Tulisan dalam ukuran besar itu, mengukir dinding depan sebuah gedung beraksitektur modern, setinggi enam lantai di jalan 555 Pennsylvania Avenue, N.W, Washington DC. Inilah gedung Newseum yang didirikan pada 2008. Sebuah museum yang merangkai sejarah panjang pers di Amerika. Tak jauh dari gedung ini, kita bisa menyaksikan Capitol Hill atau Gedung Konggres Amerika di Washington.
Pada halaman depan gedung, pengunjung langsung disuguhi deretan kaca berisi berbagai halaman depan surat kabar. Ia seakan menyambut setiap tamu yang datang, untuk melihat dan menelusuri setiap detail dari sejarah panjang pers di Amerika.

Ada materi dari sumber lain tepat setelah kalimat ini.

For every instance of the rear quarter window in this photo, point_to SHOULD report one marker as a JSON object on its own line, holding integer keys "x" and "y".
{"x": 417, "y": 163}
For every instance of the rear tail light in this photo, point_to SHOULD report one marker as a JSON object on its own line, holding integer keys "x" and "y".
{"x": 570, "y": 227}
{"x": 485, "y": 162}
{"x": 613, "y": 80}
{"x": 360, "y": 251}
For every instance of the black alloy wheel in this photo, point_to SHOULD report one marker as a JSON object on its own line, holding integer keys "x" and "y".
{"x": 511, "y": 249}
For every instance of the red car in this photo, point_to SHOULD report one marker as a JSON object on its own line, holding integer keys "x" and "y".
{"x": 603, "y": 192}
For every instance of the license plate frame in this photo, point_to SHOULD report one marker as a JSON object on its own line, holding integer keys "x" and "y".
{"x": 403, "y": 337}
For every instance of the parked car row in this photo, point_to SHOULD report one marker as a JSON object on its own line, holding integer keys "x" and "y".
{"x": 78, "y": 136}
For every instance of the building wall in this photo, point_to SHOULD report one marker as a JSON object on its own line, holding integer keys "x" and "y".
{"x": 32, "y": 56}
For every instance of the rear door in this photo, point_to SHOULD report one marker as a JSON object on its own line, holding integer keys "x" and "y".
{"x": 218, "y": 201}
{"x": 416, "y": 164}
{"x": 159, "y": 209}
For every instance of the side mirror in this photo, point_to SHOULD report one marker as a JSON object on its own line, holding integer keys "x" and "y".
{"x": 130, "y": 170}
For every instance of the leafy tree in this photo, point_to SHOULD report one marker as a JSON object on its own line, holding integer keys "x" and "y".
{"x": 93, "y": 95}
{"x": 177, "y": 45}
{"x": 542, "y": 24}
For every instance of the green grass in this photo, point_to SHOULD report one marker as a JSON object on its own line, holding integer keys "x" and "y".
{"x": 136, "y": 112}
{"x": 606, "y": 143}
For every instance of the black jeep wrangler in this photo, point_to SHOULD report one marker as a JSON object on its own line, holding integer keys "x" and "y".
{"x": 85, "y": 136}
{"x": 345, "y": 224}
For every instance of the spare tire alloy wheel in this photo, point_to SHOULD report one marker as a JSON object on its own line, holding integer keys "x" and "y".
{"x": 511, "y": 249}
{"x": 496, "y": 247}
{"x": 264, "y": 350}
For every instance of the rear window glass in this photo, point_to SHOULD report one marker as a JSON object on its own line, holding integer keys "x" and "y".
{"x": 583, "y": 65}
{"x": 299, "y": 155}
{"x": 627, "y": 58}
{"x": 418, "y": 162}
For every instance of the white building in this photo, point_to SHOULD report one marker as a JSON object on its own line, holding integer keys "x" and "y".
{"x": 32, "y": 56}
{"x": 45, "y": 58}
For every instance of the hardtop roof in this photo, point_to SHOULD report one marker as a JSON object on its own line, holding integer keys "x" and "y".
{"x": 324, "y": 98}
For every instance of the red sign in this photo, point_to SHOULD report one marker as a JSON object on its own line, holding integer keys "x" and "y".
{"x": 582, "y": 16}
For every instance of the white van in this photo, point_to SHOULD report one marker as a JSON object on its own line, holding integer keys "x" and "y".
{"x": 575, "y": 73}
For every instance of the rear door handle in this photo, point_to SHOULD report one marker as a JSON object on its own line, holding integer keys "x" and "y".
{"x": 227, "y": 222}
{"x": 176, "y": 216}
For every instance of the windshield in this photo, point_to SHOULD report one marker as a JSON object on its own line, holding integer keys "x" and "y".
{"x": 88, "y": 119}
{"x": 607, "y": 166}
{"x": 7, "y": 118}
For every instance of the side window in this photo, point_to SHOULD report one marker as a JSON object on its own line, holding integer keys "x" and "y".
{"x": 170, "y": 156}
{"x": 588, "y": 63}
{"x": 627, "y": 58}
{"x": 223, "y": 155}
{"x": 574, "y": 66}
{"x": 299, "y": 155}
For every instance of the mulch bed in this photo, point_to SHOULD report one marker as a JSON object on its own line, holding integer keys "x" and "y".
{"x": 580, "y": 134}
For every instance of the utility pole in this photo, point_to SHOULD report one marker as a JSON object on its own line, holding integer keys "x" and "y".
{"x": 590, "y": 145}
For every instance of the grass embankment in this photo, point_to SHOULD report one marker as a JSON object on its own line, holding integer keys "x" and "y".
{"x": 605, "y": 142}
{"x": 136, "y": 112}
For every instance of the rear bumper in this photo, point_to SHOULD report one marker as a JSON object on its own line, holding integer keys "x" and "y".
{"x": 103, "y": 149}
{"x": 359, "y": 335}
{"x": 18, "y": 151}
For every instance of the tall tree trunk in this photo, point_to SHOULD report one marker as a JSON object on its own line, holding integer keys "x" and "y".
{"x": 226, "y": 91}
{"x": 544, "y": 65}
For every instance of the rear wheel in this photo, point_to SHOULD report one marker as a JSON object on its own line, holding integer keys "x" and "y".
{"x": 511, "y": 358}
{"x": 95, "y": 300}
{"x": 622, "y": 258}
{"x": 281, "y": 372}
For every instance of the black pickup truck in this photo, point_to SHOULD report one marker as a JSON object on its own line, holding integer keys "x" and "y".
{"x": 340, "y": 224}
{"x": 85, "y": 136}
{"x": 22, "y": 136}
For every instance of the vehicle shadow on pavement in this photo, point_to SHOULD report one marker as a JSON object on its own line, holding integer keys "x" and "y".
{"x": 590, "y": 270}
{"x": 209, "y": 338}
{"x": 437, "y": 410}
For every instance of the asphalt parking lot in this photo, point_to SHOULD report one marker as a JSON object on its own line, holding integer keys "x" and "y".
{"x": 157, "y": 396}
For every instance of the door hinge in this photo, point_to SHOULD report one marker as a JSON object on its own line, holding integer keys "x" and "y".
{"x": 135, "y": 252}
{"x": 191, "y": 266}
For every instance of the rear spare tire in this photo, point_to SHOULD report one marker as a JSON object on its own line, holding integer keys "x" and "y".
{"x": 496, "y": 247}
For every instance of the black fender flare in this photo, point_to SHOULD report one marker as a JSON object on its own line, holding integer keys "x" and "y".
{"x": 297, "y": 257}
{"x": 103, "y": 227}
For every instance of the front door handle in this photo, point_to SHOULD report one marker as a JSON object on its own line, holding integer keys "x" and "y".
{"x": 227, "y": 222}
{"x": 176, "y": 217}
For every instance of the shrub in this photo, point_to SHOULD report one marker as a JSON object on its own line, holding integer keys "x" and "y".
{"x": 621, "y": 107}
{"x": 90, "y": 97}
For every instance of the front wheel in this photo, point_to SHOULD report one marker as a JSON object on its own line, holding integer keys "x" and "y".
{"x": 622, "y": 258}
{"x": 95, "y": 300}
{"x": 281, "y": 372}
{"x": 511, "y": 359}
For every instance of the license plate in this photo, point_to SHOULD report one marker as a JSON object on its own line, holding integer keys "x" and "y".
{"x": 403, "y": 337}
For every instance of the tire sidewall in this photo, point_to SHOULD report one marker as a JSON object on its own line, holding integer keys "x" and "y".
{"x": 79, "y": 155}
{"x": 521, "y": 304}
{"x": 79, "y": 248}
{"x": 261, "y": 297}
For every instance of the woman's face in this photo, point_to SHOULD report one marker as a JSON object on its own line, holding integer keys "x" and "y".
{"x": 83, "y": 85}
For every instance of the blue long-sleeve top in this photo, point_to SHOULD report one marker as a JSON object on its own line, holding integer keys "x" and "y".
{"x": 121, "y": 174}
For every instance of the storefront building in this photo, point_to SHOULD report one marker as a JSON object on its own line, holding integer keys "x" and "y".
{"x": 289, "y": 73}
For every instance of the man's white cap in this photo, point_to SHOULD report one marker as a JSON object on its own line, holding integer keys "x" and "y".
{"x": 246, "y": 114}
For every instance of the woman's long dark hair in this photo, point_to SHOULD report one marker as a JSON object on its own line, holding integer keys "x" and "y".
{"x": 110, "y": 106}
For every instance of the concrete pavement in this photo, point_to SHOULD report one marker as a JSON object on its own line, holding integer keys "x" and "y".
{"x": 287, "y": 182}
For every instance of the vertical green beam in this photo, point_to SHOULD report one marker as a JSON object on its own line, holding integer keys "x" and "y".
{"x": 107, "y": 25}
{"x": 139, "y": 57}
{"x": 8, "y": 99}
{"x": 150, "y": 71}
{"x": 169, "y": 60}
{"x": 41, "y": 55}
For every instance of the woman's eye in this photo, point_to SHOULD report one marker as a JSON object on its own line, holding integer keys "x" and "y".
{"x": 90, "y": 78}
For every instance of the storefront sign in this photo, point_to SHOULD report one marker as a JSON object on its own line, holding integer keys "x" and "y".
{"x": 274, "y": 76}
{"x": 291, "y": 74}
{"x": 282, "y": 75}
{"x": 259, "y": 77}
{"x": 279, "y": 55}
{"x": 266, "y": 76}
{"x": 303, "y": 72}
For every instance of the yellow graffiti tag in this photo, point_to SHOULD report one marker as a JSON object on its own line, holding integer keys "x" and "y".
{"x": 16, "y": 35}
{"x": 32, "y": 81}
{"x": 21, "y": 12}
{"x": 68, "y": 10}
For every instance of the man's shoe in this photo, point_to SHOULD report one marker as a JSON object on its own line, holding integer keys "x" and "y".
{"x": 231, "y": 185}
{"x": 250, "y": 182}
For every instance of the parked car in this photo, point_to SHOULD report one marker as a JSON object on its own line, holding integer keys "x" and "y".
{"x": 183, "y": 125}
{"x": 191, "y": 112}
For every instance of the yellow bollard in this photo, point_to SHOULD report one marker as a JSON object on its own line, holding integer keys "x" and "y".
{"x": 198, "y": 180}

Tradisi kebebasan surat kabar di Amerika sangat terjaga. Bahkan, UUD memberikan perlindungan, seperti tertuang dalam Amandemen I UUD. Karenanya, media benar-benar memiliki fungsinya sebagai pilar keempat demokrasi, selain eksekutif, legislatif dan yudikatif.
Untuk masuk ke Newseum, pengunjung harus membayar $ 20 dollar. Ada dua pintu masuk. Pintu masuk bagi rombongan dan perseorangan. Banyak rombongan anak sekolah dan keluarga mengunjungi tempat ini.
Museum ini sangat interaktif. Pengunjung bisa melakukan berbagai eksperimen dan mencoba berbagai fasiltas teater dan pertunjukkan, ruang audio dan video, hingga praktek menjadi seorang reporter televise.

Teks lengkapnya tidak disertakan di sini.